Chapter 2 – New Beginnings (Carlisle)
Having nearly 400 years of personal history behind you tends to help keep everything in perspective. Usually. And yet, it seems like every time Edward comes storming into my office with a crisis that involves Bella, we all, myself included, fly off the handle. Today, I fear, is no exception. And yet, upon reflection, I still don't know that there was any other choice.
I was just finishing up my monthly tracking reports when Edward burst through my office door. While that wasn't the normal way of things, I wasn't instantly alarmed by the nature of his arrival, as he had a flare for the dramatic. Before looking up from my files, I raised my eyebrow in quiet rebuke and offered silently the thought, have you forgotten to knock?
"Edward, son, come in, sit down. I was just wrapping up some paperwork," I said aloud as I gestured to the sofa, and rose to shut the door behind him. In his current state, I was worried that if he attempted it, I would be purchasing a new door for the hospital, as well as scrambling for a suitable explanation.

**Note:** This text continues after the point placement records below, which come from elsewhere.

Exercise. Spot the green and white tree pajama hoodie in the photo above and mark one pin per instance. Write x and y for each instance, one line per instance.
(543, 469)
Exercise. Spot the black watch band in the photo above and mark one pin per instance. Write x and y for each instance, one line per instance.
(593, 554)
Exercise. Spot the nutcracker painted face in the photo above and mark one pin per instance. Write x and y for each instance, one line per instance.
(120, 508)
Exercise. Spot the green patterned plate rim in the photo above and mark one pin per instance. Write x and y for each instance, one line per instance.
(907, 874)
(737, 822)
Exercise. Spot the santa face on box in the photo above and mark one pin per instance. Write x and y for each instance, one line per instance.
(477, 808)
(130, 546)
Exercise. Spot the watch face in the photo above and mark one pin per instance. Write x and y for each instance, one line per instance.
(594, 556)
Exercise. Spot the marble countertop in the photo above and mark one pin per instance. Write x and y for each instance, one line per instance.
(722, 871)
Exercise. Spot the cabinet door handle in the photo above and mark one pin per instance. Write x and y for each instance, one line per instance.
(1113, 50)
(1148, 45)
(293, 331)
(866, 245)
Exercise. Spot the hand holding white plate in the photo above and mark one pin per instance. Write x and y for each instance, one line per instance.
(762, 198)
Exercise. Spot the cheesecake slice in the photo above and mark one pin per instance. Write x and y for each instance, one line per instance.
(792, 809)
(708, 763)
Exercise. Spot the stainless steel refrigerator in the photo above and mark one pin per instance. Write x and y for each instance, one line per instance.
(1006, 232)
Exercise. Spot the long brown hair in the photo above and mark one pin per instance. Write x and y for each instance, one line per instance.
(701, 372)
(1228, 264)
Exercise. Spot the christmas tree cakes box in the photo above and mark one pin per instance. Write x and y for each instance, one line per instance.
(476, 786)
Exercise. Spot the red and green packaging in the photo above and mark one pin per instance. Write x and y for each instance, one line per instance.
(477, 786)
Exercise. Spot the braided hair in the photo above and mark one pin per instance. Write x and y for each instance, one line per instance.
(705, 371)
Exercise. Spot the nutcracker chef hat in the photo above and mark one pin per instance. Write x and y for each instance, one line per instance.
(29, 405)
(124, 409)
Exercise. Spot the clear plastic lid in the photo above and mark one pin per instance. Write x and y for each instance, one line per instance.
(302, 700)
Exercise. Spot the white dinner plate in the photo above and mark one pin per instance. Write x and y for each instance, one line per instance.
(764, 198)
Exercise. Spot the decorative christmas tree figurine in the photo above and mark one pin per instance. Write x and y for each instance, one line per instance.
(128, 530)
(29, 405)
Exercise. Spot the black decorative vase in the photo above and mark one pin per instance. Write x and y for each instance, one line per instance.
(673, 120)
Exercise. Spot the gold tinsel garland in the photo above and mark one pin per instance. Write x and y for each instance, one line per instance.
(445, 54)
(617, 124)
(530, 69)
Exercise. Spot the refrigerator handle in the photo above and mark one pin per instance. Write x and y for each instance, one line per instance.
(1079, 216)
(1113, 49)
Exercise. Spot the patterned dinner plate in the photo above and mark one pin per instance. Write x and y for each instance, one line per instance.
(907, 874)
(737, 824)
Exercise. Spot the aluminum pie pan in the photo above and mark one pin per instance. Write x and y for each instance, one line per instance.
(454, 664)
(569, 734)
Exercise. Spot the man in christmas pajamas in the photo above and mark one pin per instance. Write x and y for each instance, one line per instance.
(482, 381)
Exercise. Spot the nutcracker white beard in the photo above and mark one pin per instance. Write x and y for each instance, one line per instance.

"Carlisle, we need to go. We need to leave Forks. Immediately. I've been foolish, and I'm afraid I've endangered the family, and I'm worried that if we don't leave soon, it will be difficult to extricate ourselves from here without raising suspicion," Edward said quickly, forceful, but quietly. He sat down heavily on the sofa, and pinched the bridge of his nose with his one hand, resting his other arm on the armrest wearily.
"Son, what has happened? What could possibly have occurred to cause such a change in position from you? We all love Forks, and I know Esme and Rosalie would especially hate to leave it now. Please explain what has transpired." In my head, I thought pointedly, does this have something to do with Bella?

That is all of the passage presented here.